As in the general population, smoking contributes to the reduced life expectancy in patients with schizophrenia. Patients with schizophrenia are at increased risk for cardiovascular disease due to high rates of cigarette smoking. In the Department of Mental Health of the commonwealth of Massachusetts, cardiovascular disease was the factor the most strongly associated with excess mortality. Cardiac deaths were elevated more than six-fold. Weight gain, insulin resistance, metabolic syndrome and diabetes mellitus are frequent in patients with schizophrenia, and may worsen the risk of cardiovascular diseases. It has been reported that the risk for lung cancer in patients with schizophrenia is lower than that of the general population, despite increased smoking. However, in a study conducted in Finland, a slightly increased cancer risk was found in patients with schizophrenia. Half of the excess cases were attributable to lung cancer.

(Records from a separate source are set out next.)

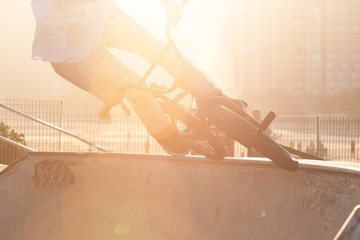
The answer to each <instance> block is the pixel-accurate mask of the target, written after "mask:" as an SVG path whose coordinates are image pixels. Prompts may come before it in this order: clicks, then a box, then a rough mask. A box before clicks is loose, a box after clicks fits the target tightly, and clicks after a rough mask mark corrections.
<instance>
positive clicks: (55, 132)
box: [0, 104, 106, 151]
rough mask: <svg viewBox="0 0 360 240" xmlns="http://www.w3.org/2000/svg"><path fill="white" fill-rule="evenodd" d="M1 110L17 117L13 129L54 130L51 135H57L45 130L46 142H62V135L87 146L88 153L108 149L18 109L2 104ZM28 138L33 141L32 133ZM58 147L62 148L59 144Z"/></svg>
mask: <svg viewBox="0 0 360 240" xmlns="http://www.w3.org/2000/svg"><path fill="white" fill-rule="evenodd" d="M0 108H2V109H5V110H6V111H8V112H9V113H11V114H12V115H15V118H14V119H17V121H16V122H15V123H13V125H12V127H16V129H21V130H23V131H26V130H33V129H34V128H37V129H40V128H41V127H40V125H41V126H45V128H47V129H51V130H52V132H51V133H55V134H51V133H50V134H49V131H46V129H45V136H44V140H45V141H49V140H50V141H51V140H52V141H54V140H55V142H56V140H59V141H61V137H57V134H58V133H61V134H63V135H65V136H67V137H70V138H71V139H72V140H78V141H80V142H81V143H83V144H85V145H87V146H88V151H92V149H93V148H94V149H96V150H99V151H106V149H104V148H103V147H101V146H99V145H97V144H95V143H93V142H90V141H88V140H86V139H85V138H82V137H80V136H79V135H77V134H74V133H72V132H70V131H67V130H65V129H63V128H61V127H58V126H55V125H54V124H51V123H48V122H45V121H43V120H41V119H38V118H36V117H33V116H30V115H28V114H25V113H23V112H20V111H18V110H16V109H13V108H11V107H8V106H5V105H4V104H0ZM19 117H21V118H22V121H21V120H20V121H19ZM24 119H26V120H30V121H24ZM14 125H15V126H14ZM30 126H31V127H30ZM35 135H40V132H36V133H35ZM27 136H28V138H30V139H31V137H30V136H31V133H30V134H28V135H27ZM59 136H60V135H59ZM54 137H55V138H54ZM30 142H31V140H30ZM58 146H60V143H59V142H58ZM35 149H36V148H35ZM59 149H60V147H59V148H58V150H59Z"/></svg>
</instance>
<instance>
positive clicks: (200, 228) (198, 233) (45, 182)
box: [0, 152, 360, 240]
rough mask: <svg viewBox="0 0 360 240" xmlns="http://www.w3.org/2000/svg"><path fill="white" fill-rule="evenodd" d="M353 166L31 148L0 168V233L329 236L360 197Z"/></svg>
mask: <svg viewBox="0 0 360 240" xmlns="http://www.w3.org/2000/svg"><path fill="white" fill-rule="evenodd" d="M354 166H355V167H353V166H345V167H344V166H338V165H330V164H326V163H324V162H309V161H300V168H299V169H298V170H297V171H296V172H288V171H286V170H284V169H281V168H279V167H277V166H276V165H275V164H273V163H272V162H270V161H269V160H267V159H259V158H257V159H249V158H243V159H235V158H228V159H225V160H223V161H211V160H208V159H205V158H202V157H180V158H175V157H170V156H159V155H134V154H110V153H88V154H80V153H78V154H76V153H40V152H37V153H29V154H27V155H25V156H23V157H22V158H20V159H19V160H18V161H16V162H15V163H13V164H12V165H10V166H8V167H7V168H6V169H4V170H3V171H2V172H1V173H0V202H1V204H0V208H1V209H0V232H1V239H6V240H13V239H16V240H18V239H19V240H20V239H21V240H23V239H26V240H35V239H36V240H39V239H45V240H48V239H49V240H53V239H54V240H58V239H71V240H72V239H76V240H78V239H80V240H81V239H86V240H91V239H96V240H97V239H106V240H108V239H110V240H112V239H131V240H133V239H136V240H137V239H139V240H140V239H151V240H152V239H156V240H161V239H179V240H183V239H210V240H213V239H219V240H228V239H333V238H334V237H335V235H336V234H337V232H338V231H339V229H340V228H341V226H342V225H343V224H344V222H345V220H346V219H347V217H348V216H349V214H350V213H351V211H352V210H353V208H354V207H355V206H356V205H358V204H359V199H360V171H359V170H358V169H357V168H356V167H357V165H356V164H354Z"/></svg>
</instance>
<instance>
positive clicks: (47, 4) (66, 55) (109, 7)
mask: <svg viewBox="0 0 360 240" xmlns="http://www.w3.org/2000/svg"><path fill="white" fill-rule="evenodd" d="M31 6H32V9H33V13H34V17H35V21H36V30H35V37H34V42H33V48H32V58H33V59H34V60H39V61H48V62H57V63H59V62H68V63H75V62H79V61H81V60H83V59H84V58H86V57H87V56H88V55H89V53H90V51H91V50H92V48H93V47H94V45H95V44H96V43H97V42H98V41H99V39H100V38H101V36H102V34H103V32H104V30H105V27H106V23H107V21H108V18H109V15H110V13H111V10H112V9H113V8H114V7H115V4H114V3H113V1H112V0H32V2H31Z"/></svg>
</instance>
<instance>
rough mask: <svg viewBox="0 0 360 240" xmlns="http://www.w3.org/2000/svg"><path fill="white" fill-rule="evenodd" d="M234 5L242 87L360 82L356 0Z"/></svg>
mask: <svg viewBox="0 0 360 240" xmlns="http://www.w3.org/2000/svg"><path fill="white" fill-rule="evenodd" d="M238 9H239V11H240V13H239V16H240V20H239V26H238V28H239V30H240V34H239V35H240V37H239V42H238V44H239V46H238V47H239V49H240V51H239V53H238V54H239V57H238V66H239V78H240V81H241V82H242V88H243V90H244V91H262V90H267V89H283V90H286V91H290V92H293V93H328V94H335V93H338V92H341V91H348V90H350V89H352V88H354V87H360V1H359V0H291V1H285V0H270V1H260V0H243V1H242V4H241V7H240V8H238Z"/></svg>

Patients with schizophrenia may use nicotine to reduce cognitive deficits and negative symptoms or neuroleptic side effects. Smoking may transiently alleviate negative symptoms in schizophrenic patients by increasing dopaminergic and glutamatergic neurotransmission in the prefrontal cortex. In patients with schizophrenia, nicotine improves some cognitive deficits: (1) sensory gating deficits and abnormalities in smooth pursuit eye movements associated with schizophrenia are transiently normalized with the administration of nicotine ; (2) high-dose nicotine transiently normalizes the abnormality in P50 inhibition in patients with schizophrenia and in their relatives; (3) in tasks that tax working memory and selective attention, nicotine may improve performance in schizophrenia patients by enhancing activation of and functional connectivity between brain regions that mediate task performance (Jacobsen et al. 2004; Paktar et al.2002); (4) cigarette smoking may selectively enhance visuospatial working memory and attentional deficits in smokers with schizophrenia. However, Harris et al., found that nicotine affects only the attention without effects of nicotine on learning, memory or visuospatial/constructional abilities. In addition, smoking could facilitate disinhibition in schizophrenic patients.